Downsides of Schemas

Prompted by Dave Wichers, Gunnar Peterson has a good piece today about the use of hardened schemas.

Schemas are indeed useful, but here are some downsides:

- The availability of a schema helps in a plaintext-guessing attack against encrypted data, since an attacker knows what the structure of the unencrypted data is, names of element and attributes, and maybe default values also.

- Applications which are coded to validate all incoming XML can be diverted to a malicious Schema using the SchemaLocation attribute. The malicious Schema could include very compex checks which would choke a parser. This behavior can be turned off in some platforms, for example here is how it's done in .NET: http://msdn.microsoft.com/en-us/library/ms763691(VS.85).aspx . I should note that Gunnar's code is not vulnerable to this attack since he specifies the Schema in the "schemaFile" variable. But many applications are. It is a neat way to turn a security measure against itself.

- As Gunnar says, Schema validation is only as good as the Schema itself. Most Schemas are just about the data-types ("this is a string, this is a string, this is also a string", etc). That is not useful for security purposes.

- Schemas define what should be in an XML document, but are not useful for defining what should not be in an XML document. That is where threat scanning for attack signatures (e.g. SQL Injection) comes in.

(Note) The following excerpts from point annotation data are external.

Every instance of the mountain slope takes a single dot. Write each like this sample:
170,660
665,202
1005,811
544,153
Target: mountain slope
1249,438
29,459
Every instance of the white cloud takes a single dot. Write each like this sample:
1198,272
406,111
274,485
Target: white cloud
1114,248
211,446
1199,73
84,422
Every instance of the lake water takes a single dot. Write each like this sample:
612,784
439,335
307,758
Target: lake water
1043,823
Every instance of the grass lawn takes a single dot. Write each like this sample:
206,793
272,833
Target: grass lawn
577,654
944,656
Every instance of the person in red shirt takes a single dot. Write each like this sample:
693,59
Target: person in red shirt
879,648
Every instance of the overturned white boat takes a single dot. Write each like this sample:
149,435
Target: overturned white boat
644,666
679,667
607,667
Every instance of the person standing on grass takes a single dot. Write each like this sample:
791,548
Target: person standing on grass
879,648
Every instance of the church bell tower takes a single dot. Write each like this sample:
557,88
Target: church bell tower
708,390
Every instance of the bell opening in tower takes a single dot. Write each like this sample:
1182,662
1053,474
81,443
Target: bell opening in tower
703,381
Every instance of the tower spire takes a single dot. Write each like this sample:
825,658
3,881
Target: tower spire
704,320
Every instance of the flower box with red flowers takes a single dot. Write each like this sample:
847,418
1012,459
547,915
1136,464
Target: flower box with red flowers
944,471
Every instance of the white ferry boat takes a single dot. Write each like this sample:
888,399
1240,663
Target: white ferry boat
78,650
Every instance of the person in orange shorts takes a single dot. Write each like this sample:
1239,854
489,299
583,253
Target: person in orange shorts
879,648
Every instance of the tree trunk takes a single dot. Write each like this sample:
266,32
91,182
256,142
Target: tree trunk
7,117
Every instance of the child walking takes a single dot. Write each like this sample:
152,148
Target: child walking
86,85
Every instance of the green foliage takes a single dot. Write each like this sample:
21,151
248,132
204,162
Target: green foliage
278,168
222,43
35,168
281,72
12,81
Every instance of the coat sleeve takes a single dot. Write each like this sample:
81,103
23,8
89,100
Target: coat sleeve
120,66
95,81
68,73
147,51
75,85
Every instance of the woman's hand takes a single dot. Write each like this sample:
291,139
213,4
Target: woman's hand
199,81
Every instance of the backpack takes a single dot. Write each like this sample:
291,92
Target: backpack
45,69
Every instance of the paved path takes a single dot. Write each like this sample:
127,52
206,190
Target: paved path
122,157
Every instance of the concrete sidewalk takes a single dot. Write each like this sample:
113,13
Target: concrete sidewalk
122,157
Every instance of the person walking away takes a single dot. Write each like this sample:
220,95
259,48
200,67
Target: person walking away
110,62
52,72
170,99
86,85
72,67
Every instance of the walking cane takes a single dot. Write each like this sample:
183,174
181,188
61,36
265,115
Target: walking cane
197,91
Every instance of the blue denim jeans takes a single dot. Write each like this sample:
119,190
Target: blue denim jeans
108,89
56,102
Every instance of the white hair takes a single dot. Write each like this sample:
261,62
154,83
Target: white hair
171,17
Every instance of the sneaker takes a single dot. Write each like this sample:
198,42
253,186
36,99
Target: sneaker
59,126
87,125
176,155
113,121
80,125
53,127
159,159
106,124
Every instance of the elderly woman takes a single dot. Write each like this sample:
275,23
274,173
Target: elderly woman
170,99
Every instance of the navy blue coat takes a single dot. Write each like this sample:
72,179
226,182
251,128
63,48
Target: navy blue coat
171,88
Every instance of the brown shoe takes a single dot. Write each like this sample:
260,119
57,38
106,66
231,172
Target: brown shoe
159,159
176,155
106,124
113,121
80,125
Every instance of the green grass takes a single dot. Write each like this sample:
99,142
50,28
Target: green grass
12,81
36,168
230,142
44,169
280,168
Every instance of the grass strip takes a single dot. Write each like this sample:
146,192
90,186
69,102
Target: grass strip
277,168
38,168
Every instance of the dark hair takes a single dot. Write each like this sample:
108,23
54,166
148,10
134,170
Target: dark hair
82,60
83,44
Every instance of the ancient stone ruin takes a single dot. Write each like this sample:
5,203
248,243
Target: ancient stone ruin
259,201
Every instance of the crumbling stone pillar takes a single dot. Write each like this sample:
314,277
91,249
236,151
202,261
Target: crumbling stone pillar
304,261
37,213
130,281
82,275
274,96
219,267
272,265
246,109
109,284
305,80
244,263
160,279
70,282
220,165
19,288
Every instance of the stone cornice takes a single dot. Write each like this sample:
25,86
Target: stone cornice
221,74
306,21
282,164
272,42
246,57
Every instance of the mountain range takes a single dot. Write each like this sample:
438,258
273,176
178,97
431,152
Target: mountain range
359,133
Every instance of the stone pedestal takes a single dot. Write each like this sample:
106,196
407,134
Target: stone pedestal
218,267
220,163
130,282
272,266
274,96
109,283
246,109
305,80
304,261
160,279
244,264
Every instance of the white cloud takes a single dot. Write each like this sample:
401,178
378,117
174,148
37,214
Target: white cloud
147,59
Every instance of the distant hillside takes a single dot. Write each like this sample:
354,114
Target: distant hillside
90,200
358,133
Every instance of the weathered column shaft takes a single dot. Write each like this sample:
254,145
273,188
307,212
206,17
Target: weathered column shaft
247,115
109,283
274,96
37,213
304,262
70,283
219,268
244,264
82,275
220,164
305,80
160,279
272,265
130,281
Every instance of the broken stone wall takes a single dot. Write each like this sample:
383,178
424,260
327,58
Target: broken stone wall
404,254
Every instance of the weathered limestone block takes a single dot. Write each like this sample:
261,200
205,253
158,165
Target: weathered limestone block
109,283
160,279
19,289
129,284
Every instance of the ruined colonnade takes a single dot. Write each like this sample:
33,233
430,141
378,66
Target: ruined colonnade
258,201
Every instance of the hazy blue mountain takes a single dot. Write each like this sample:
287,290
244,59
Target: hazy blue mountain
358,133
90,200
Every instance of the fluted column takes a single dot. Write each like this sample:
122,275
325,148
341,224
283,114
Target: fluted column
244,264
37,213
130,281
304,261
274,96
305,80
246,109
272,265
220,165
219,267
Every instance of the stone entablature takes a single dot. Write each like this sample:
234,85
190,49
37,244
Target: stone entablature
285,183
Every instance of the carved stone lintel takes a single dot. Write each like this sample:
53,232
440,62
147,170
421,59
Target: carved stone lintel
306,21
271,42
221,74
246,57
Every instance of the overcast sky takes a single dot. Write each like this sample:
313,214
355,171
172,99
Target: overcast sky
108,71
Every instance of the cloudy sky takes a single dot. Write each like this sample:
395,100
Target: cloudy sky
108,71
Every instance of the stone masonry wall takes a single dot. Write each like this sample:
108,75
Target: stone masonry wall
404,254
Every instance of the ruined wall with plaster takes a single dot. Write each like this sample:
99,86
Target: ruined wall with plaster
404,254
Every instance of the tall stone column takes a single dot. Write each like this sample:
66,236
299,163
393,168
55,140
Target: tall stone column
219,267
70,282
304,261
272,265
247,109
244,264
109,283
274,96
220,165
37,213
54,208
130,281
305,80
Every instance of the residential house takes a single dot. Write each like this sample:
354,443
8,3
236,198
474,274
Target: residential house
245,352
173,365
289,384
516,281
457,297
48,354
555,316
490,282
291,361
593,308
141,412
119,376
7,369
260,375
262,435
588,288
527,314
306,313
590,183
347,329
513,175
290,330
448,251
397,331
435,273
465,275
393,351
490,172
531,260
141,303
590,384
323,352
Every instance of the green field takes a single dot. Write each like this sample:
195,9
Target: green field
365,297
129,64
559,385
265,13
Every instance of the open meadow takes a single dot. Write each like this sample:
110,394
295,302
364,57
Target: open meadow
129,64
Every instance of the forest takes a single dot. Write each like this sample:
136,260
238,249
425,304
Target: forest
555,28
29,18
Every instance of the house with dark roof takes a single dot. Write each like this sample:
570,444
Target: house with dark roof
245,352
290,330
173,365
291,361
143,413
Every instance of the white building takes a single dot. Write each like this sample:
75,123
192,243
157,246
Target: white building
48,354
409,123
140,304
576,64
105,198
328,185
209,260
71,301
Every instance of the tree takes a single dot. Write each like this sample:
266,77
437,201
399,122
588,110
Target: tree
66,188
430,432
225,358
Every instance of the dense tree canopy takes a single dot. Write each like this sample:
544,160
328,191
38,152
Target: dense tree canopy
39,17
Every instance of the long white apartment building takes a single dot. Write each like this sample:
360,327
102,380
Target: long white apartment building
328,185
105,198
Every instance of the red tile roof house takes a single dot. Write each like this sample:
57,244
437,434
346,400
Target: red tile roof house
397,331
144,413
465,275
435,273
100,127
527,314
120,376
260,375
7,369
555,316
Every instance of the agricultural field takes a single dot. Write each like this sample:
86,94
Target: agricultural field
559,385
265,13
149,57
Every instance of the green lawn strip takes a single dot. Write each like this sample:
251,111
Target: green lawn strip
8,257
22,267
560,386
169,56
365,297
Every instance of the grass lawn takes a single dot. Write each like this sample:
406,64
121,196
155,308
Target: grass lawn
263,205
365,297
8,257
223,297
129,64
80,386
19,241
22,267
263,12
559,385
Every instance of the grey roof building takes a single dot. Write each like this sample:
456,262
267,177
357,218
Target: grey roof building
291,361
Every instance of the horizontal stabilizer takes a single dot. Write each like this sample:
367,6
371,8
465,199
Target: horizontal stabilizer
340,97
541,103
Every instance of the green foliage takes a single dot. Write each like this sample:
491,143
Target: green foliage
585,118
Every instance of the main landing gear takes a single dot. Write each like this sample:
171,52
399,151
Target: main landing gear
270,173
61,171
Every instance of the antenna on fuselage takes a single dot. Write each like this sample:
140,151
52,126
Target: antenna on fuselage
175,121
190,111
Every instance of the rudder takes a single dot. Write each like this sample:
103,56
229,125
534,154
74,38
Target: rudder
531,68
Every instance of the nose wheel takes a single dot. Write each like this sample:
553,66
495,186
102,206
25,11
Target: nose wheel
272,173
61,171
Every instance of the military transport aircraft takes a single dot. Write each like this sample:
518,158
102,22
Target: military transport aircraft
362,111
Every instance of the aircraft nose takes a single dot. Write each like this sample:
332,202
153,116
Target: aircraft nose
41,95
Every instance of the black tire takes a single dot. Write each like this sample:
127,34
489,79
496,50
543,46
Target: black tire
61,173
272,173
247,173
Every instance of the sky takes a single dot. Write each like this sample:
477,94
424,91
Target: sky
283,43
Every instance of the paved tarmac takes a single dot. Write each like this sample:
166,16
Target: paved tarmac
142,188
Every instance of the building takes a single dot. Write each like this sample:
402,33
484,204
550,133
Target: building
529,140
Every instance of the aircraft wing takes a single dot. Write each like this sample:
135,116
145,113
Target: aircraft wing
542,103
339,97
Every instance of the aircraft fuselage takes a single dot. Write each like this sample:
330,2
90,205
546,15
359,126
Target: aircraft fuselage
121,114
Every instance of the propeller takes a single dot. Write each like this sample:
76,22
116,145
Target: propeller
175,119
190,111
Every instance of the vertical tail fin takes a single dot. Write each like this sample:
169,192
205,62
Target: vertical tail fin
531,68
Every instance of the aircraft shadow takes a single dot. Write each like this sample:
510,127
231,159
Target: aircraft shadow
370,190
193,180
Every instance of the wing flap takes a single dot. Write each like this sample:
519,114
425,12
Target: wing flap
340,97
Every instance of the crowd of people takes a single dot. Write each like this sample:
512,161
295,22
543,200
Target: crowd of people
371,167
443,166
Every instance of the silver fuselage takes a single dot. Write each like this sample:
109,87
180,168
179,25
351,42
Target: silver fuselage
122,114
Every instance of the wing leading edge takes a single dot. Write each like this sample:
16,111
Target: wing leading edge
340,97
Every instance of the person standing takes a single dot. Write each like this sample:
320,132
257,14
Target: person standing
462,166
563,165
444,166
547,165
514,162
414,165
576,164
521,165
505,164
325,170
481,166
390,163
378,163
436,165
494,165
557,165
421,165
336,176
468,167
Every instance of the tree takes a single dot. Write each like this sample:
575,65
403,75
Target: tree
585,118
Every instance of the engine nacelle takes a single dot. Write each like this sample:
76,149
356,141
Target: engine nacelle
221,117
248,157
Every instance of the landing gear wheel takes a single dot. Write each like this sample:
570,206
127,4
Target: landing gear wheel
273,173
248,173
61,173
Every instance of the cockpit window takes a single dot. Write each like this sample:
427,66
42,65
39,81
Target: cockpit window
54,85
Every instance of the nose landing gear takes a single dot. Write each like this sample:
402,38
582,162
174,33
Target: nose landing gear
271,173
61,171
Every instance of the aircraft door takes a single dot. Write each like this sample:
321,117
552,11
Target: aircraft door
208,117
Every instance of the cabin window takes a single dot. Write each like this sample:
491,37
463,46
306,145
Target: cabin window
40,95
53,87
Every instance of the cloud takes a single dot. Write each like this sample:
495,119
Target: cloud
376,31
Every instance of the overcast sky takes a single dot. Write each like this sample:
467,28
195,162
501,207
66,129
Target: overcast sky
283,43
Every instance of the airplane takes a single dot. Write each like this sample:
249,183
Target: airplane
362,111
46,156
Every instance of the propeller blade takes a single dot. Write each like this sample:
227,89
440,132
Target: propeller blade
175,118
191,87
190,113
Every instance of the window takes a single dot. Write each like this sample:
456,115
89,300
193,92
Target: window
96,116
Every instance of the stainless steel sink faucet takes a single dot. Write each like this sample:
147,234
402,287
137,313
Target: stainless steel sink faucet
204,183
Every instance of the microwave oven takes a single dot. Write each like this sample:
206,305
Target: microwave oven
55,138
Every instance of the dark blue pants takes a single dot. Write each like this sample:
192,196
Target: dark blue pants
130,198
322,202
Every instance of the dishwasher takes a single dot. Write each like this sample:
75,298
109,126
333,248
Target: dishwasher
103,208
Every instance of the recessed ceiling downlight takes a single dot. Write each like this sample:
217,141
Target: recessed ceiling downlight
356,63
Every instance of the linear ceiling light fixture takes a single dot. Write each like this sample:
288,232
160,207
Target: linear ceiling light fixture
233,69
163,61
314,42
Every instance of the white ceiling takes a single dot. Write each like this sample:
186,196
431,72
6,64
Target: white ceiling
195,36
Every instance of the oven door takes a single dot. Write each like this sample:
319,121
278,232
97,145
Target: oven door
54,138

- Schema validation does not apply to RPC-encoded SOAP messages (partly because type information is included in each element that appears within the SOAP message). Unfortunately, RPC-encoded SOAP still exists in the wild. However, here at Vordel we do the seemingly impossible in our XML Gateway: allowing RPC-encoded SOAP messages to be validated against Schemas. If you need to validate RPC-encoded SOAP messages, check out the Vordel XML Gateway.

- And the biggie: Performance. Without an XML Acceleration system such as VXA in place, Schema validation can add significant latency to message throughput. In fact, that is one of the big reasons why Schema Validation is often skipped in Java and .NET apps (a bad idea!).

I'm not discouraging Schema usage, just saying that some caveats have to be kept in mind.